Re: Clarifications of licences on pgfoundry - Mailing list pgsql-hackers

From Peter Geoghegan
Subject Re: Clarifications of licences on pgfoundry
Date
Msg-id AANLkTilfLvQAHCF_w8-zM9fugSW8L5lmVZFwrQeBOl0I@mail.gmail.com
Whole thread Raw
In response to Re: Clarifications of licences on pgfoundry  (Dave Page <dpage@pgadmin.org>)
List pgsql-hackers
> That is the case for *anything*. We could change the PostgreSQL
> licence if we wanted, but it would take a huge amount of effort and
> approval of every contributor ever whose work could be considered an
> artistic contribution.

I doubt it. Do you think that every single contributor is contactable?
Haven't some died? My guess is that it would be completely impossible.
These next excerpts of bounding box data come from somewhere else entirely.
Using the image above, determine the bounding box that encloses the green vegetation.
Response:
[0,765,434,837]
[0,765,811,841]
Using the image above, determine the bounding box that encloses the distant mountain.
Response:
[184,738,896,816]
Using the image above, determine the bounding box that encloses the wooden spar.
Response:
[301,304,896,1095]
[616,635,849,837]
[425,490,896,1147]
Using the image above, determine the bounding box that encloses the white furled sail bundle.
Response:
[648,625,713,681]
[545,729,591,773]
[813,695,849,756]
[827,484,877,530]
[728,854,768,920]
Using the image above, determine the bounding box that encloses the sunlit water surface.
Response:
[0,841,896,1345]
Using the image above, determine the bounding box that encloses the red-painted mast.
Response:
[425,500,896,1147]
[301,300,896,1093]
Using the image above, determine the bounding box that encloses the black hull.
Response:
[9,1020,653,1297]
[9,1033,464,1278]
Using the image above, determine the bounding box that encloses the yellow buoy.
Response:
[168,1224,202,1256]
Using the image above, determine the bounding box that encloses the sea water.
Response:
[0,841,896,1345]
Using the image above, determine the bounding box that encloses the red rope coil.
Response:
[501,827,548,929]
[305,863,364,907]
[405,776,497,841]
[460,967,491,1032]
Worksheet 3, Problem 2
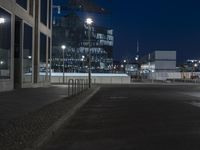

> With PostgreSQL we rely on the sheer number of contributors to ensure
> the licence will never actually change. We cannot have such a
> guarantee for most smaller projects of course - simply attributing
> copyright to a non-existent legal entity such as PGDG (or as I
> understand it, even an actual entity) doesn't actually change who
> legally owns the copyright.
>
> To get the protection I think you seek, I believe we'd need to create
> a legal entity to own the copyright and then have every contributor to
> anything on pgFoundry sign a copyright assignment agreement that
> grants the legal entity copyright on the current and all future
> versions of that work, as hosted on there. And even then, there's no
> guarantee that the legal entity couldn't be bought or change it's
> charter, unless there's some way to irrevocably build things into its
> statutes.

IANAL, but I know that there was a similar situation when Trolltech
still existed and controlled the Qt framework. It was dual licensed
GPL2/proprietary (it is now dual LGPL/proprietary). Contributors were
required to sign reams of paperwork, which had to be sent out by fax
(I'm not sure why), to assign the copyright to Trolltech. Thankfully,
that situation has changed under Nokia - contributors retain the
copyright, and there is minimal red tape. Contributors are now asked
to grant Qt Software a non-exclusive right to re-use code as a part of
Qt, the first time they submit code for inclusion.